Drive Like Jehu is violence. Their music more like a punch in the nose than orchestrated chords and rhythm. The guitars shriek and twist like exposed rebar after a post-apocalyptic nuclear rain. The drums and bass repeatedly drive their gnarled fists into your chest with savage brutality. The vocals slash and scream across all the bedlam like a feral animal with an unquenchable thirst for blood.
In the annals of post-hardcore Drive Like Jehu have an almost divine status. They’ve managed to influence everything from Tacoma based metal band Botch to Modest Mouse.
https://www.youtube.com/watch?v=h3JEkDShKoc
Yank Crime was released in 1994. It wasn’t soon after the records release that Drive Like Jehu broke up. This sudden departure and the member’s post-Jehu projects helped gain the band an almost cult like status. What D.C. had started with the post-hardcore movement Drive Like Jehu perfected. The post-hardcore sound of D.C. would eventually grow and gain influence during it’s pre-internet crawl across America. One of these places was Jehu’s home city of San Diego where bands started adopting what would be called the “San Diego Sound”.

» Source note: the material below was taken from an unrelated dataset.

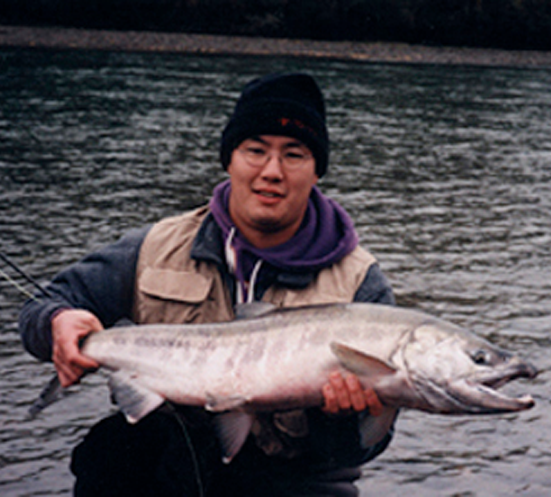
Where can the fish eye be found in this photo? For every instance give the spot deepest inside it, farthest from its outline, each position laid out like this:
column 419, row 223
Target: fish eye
column 481, row 357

Nestled within all the chaos of every track on Yank Crime there is always a hint of calculation. With Yank Crime there is a Point A and Point B, but the band is going to make sure you reach the end of your violent journey with a bloodied nose and two black eyes. Jarring and discordant guitar riffs crunch their ways back and forth like two pugilists in a ring. Mark Trombino’s drums sound off like a gunfight in an abandoned Southwestern ghost town. The bass drives it all home with pulsing and thrashing noise keeping the rhythm from tottering over the edge into oblivion.

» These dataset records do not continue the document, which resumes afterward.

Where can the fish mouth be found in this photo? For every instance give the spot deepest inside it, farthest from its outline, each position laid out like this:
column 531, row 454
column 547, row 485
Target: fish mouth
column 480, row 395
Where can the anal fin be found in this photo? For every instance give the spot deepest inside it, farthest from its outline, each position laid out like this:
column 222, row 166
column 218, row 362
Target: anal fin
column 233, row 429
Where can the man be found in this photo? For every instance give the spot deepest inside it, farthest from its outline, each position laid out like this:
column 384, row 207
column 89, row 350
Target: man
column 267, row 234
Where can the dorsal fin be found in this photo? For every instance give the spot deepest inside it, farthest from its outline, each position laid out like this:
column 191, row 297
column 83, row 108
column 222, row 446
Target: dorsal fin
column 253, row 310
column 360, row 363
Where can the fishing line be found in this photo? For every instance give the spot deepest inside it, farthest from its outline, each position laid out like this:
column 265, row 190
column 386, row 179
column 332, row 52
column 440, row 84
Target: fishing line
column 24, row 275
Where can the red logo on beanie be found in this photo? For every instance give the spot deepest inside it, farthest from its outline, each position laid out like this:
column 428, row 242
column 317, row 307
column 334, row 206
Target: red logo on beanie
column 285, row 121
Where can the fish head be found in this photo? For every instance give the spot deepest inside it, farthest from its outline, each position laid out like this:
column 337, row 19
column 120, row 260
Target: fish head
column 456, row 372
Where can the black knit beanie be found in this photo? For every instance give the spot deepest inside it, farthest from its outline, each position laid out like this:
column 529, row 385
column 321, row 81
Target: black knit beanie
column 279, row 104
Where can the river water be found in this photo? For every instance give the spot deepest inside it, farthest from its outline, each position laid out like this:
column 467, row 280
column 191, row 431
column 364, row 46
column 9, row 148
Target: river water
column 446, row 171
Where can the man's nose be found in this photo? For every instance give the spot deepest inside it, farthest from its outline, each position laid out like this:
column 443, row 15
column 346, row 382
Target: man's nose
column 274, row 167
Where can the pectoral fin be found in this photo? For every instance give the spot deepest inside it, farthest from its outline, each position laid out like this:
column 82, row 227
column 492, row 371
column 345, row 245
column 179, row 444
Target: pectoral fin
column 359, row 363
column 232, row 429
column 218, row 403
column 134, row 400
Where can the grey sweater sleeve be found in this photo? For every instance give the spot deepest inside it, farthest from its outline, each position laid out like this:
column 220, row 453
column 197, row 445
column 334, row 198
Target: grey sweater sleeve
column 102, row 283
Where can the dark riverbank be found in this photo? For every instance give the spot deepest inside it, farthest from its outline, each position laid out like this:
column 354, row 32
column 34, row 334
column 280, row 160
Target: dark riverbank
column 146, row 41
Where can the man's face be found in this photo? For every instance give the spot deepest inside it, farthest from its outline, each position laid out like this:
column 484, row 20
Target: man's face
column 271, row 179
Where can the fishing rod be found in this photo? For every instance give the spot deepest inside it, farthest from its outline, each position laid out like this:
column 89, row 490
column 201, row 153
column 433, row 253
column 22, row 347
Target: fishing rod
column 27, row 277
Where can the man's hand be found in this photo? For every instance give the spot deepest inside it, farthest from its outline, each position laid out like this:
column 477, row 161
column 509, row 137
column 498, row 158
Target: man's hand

I ran into Drive Like Jehu on accident. A guy working the counter (who would later play bass for alcohol infused rock band Planes Mistaken for Stars) at my local record store recommended them when I told him I was getting tired of The Get Up Kids. I was instantly hooked and would soon go on a campaign to ravage any band of their ilk. Unfortunately for me Drive Like Jehu had already been broken up for two years at the time, but this only aided in my appreciation for what the band did for a lot of music in the Midwest where I was from.

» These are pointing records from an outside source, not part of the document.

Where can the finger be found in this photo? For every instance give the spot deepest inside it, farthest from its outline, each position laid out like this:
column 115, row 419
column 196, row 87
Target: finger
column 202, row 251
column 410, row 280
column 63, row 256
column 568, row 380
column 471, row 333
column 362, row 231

Drive Like Jehu reunited for some reunion shows from 2014 to 2016. They’ve got on in age but haven’t lost a step. They still fucking slay and haven’t lost any of the energy that made them such an important band.
The band only has two releases and usually I would wail at the injustice that such an important band has so little material. That being said, both of their records are so indelibly important to so many bands you may listen to today that any more releases than the two they have would almost be too much.